Proceed for full day game viewing inside the jungle. (Two safaris with lunch break in-between)

Trip to the Bandavgarh Fort: The oldest fort in India - considered to be more than 2500 years.   One-hour trek up the fort is worth the effort.  The charm of this trek lies in discovering these monuments in the jungle, unspoiled and unexplored.  Some of the statues lie off the main path and so it is best to take a guide.  Apart from the avatars, well worth seeing are three small temples of around the 12th century.  These temples are deserted but the fort is still used as a place of worship.  Kabir Das, the celebrated 16th century saint, once lived and preached here. The natural ramparts of the fort give breathtaking view of the surrounding countryside. The fort still belongs to the Maharaja of Rewa and permission is required to visit it. However permission is available locally and no trip to Bandhavgarh is complete without making an effort to climb up the fort. The staff ofthe resort carries your lunch while you are busy negotiating the trek to the fort.
Overnight will be at the resort.

Elephant  Safari, Bandhavgarh  National ParkDay 8: Bandavgarh – Delhi
By Overnight train
Enjoy the morning safari in the National park.
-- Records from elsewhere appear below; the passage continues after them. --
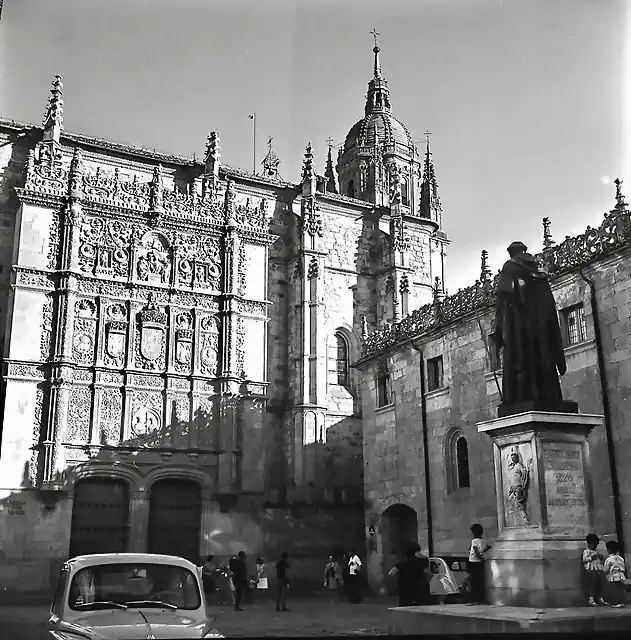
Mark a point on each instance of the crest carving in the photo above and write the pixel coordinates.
(152, 328)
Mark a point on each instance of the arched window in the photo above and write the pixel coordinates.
(341, 359)
(457, 462)
(405, 192)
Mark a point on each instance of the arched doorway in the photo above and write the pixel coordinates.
(175, 516)
(399, 529)
(100, 517)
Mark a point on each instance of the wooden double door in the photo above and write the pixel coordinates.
(101, 518)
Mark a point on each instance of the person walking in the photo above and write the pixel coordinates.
(354, 577)
(261, 575)
(333, 580)
(239, 578)
(282, 583)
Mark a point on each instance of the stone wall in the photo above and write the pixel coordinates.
(469, 395)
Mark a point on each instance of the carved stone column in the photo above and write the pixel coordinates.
(544, 507)
(138, 541)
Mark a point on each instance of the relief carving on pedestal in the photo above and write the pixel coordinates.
(209, 345)
(518, 482)
(116, 335)
(150, 344)
(84, 333)
(183, 341)
(153, 263)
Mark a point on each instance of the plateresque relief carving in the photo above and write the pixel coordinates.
(150, 345)
(209, 345)
(84, 334)
(116, 335)
(153, 263)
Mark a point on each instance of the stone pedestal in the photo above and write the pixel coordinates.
(544, 508)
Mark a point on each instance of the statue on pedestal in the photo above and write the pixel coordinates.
(529, 333)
Enjoy your breakfast and proceed to Umaria / Katni for return train to Delhi.
Overnight will be on the train.

Day 9: Delhi
Reach Delhi in the early morning.
Transfer to hotel close to the airport.

Depending on the time for your international flight enjoy some shopping or explore the historical sites of Mughal Delhi.
Proceed to the airport for flight home / next destination.